For this analogue-based attribution framework works, it should be validated that the 500-hPa geopotential height is a good metric to characterize synoptic-scale patterns that generate, maintain, and intensity turbulence in the selected turbulent days. However, this study does not provide that critical validation of the metric (500-hPa geopotential height). This validation can be done by comparing the weather patterns between the analogues for each case. Do the past and climate analogues selected based on the 500-hPa geopotential height have similar synoptic weather patterns (i.e., jet, trough, baroclinicity, convection, etc.)? Or do they just happen to have similar 500-hPa geopotential height patterns but show very different weather conditions among the analogues? Without such a validation of the use of 500-hPa geopotential height as a metric to characterize synoptic-scale patterns, it is hard to justify the outcomes of the attribution method based on the metric.

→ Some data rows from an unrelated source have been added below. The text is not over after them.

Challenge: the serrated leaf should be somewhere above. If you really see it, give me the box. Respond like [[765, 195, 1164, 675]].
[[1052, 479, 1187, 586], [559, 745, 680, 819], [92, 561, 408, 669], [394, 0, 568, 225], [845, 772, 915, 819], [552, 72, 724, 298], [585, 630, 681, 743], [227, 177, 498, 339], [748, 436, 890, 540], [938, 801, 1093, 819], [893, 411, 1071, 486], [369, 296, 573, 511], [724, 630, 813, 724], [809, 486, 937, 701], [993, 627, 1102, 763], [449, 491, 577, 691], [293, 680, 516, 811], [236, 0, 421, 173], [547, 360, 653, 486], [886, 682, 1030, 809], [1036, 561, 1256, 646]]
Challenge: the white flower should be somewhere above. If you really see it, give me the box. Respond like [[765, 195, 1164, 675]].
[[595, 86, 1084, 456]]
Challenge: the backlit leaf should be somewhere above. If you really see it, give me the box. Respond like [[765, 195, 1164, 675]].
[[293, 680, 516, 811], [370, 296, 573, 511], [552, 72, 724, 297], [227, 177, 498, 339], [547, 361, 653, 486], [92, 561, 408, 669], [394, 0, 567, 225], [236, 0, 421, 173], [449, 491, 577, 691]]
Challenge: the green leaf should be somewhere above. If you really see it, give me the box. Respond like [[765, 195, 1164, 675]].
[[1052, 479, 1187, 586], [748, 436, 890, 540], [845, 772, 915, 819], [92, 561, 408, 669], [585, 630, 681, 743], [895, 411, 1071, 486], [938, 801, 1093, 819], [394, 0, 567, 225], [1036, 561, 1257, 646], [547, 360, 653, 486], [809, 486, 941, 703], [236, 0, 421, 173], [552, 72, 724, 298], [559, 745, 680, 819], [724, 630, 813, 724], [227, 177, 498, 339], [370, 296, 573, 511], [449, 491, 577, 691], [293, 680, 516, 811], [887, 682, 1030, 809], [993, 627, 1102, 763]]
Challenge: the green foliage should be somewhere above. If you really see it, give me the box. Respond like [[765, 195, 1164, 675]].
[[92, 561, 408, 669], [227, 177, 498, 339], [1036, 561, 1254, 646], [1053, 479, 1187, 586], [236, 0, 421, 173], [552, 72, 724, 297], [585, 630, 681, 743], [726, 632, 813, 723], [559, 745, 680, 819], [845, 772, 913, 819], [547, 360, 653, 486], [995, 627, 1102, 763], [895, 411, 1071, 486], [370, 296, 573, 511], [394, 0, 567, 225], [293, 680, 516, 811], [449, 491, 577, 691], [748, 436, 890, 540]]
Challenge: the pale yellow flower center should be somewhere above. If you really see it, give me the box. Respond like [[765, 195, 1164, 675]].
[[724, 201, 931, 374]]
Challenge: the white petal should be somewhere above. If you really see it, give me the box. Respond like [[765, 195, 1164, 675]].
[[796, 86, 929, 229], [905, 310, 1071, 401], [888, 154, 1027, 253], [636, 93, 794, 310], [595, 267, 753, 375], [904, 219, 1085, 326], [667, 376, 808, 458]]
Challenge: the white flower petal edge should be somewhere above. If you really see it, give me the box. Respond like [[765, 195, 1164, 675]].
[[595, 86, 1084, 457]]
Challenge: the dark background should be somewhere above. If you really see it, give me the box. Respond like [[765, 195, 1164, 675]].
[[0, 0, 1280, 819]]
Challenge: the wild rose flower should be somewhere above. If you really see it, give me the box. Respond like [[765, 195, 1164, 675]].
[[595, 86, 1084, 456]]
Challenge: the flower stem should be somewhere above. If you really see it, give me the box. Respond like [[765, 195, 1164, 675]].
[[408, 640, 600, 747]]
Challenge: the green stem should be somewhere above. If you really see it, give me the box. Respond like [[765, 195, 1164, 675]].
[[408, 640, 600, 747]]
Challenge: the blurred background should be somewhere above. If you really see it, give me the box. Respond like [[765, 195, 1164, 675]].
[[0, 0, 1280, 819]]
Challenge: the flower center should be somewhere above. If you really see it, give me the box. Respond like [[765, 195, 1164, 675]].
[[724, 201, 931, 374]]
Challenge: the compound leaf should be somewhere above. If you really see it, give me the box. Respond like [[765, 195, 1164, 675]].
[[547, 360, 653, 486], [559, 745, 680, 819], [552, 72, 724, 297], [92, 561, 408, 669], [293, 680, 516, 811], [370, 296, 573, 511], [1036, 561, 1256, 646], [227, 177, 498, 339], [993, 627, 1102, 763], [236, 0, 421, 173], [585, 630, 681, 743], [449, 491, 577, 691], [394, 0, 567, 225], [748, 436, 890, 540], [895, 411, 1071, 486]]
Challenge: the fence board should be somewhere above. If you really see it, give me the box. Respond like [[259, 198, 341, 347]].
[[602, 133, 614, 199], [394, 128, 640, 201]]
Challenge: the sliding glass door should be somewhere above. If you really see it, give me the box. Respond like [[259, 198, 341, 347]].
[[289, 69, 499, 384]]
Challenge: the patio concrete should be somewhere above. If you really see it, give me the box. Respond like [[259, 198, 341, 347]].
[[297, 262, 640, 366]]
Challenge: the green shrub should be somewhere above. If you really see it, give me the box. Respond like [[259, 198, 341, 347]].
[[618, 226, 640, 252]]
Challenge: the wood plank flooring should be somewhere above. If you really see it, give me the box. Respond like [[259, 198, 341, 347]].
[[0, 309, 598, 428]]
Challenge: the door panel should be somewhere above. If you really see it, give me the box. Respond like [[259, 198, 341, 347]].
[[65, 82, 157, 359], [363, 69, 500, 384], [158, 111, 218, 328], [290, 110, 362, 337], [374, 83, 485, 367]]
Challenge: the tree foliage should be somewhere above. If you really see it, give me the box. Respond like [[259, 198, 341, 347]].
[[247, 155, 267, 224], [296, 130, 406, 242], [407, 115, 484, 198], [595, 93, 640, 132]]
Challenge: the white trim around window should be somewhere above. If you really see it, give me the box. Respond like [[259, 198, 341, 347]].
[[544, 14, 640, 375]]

2. In this study, turbulence-prone days were selected based on automated in-flight turbulence reports using an EDR threshold (EDR ≥ 0.2), without distinguishing the primary mechanisms and/or sources of turbulence. Turbulence can be generated by diverse sources, which include but are not limited to clear-air turbulence in the vicinity of jet, trough, tropopause etc. in the absence of clouds; mountain-wave turbulence due to breaking waves; convectively induced turbulence associated with moist instabilities, intense updrafts/downdrafts, outflows etc. This can be especially problematic as relative contributions of turbulence sources may differ among the four flight corridors (i.e., North Atlantic, North Pacific, East Asia, and CONUS), therefore may impact the differences in the TurboMeter outcomes among them. I think it is needed to validate that the selected turbulence days in 2024 and their past and present analogues are associated with the same source of turbulence; for example, if a selected case in 2024 is clear air turbulence, their analogues should be clear-air turbulence days as well. Also, the turbulence index TI1 and its components seem more appropriate for clear-air turbulence than for mountain-wave turbulence or convectively induced turbulence.
Such complexity in the possible source of turbulence is another reason why I don’t think the 500-hPa geopotential height alone is a good metric to identify similar synoptic patterns and analogues. Do the analogies have similar synoptic patterns in terms of jets and troughs, background atmospheric conditions for wave breaking, and initiation and development of convection, which all are synoptic conditions for turbulence generation?
3. Overall, I think the result section needs revisions in terms of plots and texts both.
The plots presented focused on the TurboMeter outputs, including 500-hPa geopotential height, TI1, VWS, and DEF. However, neither the main text nor the figure caption mentioned what vertical levels the TI1, VWS, and DEF plots are for. If those turbulence parameters are presented for a 500-hPa level, I think it needs to be updated to an upper level, for example 300 hPa, which is in typical cursing altitude range and is of great interest in aviation turbulence.
For the main texts, the differences in turbulence between the past and present climates, as well as their difference among the four flight corridors, were mainly explained in terms of the jet dynamics. However, this manuscript never showed how the actual synoptic-scale patterns look like including jets, temperature patterns, etc., to support their arguments. I think the analysis needs to be improved by explicitly showing the differences and similarities in jets, troughs, and other possible sources of turbulence between the past and current climate analogues.